My sadness was for the jurors who felt the same way. Bill and Denise Richard, the couple whose 8-year-old son was killed by one of the bombs, made a public plea to the government to put aside the death penalty and imprison Tsarnaev instead. Sister Helen Prejean’s testimony based on her conversation with the prisoner did not sway. The jury selection process had been limited to death penalty supporters; but it was presumed that they would be open to the proposition that this particular 19-year-old boy need not die for justice to be done. Apparently they did not consider that the accused’s motives for killing Americans is in response to our practice of killing our enemies in the Middle East, including thousands of innocent bystanders, with bombs and drones.

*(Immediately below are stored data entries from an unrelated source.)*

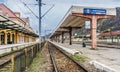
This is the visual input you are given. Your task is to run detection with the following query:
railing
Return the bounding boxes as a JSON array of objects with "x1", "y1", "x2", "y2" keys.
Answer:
[
  {"x1": 0, "y1": 41, "x2": 45, "y2": 72},
  {"x1": 0, "y1": 42, "x2": 37, "y2": 55}
]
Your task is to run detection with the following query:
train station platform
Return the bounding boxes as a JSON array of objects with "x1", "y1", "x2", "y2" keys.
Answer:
[
  {"x1": 0, "y1": 42, "x2": 37, "y2": 55},
  {"x1": 51, "y1": 41, "x2": 120, "y2": 72}
]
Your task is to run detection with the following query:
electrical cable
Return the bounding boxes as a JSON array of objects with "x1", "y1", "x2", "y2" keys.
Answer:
[
  {"x1": 41, "y1": 4, "x2": 54, "y2": 19},
  {"x1": 19, "y1": 0, "x2": 39, "y2": 19}
]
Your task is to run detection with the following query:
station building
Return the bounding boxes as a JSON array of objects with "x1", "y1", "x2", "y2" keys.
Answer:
[{"x1": 0, "y1": 4, "x2": 38, "y2": 45}]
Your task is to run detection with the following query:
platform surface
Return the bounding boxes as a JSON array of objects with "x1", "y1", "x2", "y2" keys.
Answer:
[
  {"x1": 0, "y1": 42, "x2": 36, "y2": 54},
  {"x1": 54, "y1": 42, "x2": 120, "y2": 71}
]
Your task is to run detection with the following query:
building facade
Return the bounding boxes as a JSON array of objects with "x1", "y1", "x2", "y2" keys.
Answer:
[{"x1": 0, "y1": 4, "x2": 38, "y2": 45}]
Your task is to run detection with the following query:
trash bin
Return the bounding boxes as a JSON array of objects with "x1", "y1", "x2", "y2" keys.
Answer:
[
  {"x1": 9, "y1": 41, "x2": 12, "y2": 44},
  {"x1": 82, "y1": 42, "x2": 86, "y2": 47}
]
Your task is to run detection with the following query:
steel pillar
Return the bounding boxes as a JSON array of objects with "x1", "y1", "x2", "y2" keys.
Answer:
[
  {"x1": 69, "y1": 27, "x2": 72, "y2": 45},
  {"x1": 72, "y1": 13, "x2": 115, "y2": 49},
  {"x1": 62, "y1": 32, "x2": 64, "y2": 43},
  {"x1": 55, "y1": 36, "x2": 57, "y2": 42},
  {"x1": 91, "y1": 15, "x2": 97, "y2": 48}
]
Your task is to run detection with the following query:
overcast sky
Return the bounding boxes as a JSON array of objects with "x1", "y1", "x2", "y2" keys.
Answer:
[{"x1": 0, "y1": 0, "x2": 120, "y2": 36}]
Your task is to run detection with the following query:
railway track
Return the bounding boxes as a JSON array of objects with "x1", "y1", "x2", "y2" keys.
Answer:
[{"x1": 48, "y1": 42, "x2": 88, "y2": 72}]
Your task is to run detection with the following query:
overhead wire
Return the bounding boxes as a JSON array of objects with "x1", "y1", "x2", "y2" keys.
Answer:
[
  {"x1": 41, "y1": 4, "x2": 55, "y2": 19},
  {"x1": 14, "y1": 0, "x2": 27, "y2": 15},
  {"x1": 19, "y1": 0, "x2": 55, "y2": 19},
  {"x1": 4, "y1": 0, "x2": 27, "y2": 25},
  {"x1": 14, "y1": 0, "x2": 39, "y2": 29},
  {"x1": 19, "y1": 0, "x2": 55, "y2": 35},
  {"x1": 19, "y1": 0, "x2": 39, "y2": 19}
]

The most expressed justification for the execution is that seeing the offender die brings peace and comfort to the families of the victims. I can understand why one would say that, but I doubt that it’s true. In other words, the feeling of revenge is not a virtue. The revenge theme is common in novels and films, but even there the characters find themselves deluded and diminished by their clinging to an obsession. Years ago, when I testified in a hearing in New Jersey against the death penalty, I met families of victims who had replaced the revenge appetite with forgiveness and compassion and found true peace.
This story is not over. The judicial process may take years. I pray that somewhere along the way, preferably soon, either the courts or the president will muster the courage to reduce the sentence to life in prison where even Tsarnaev might find repentance and even peace.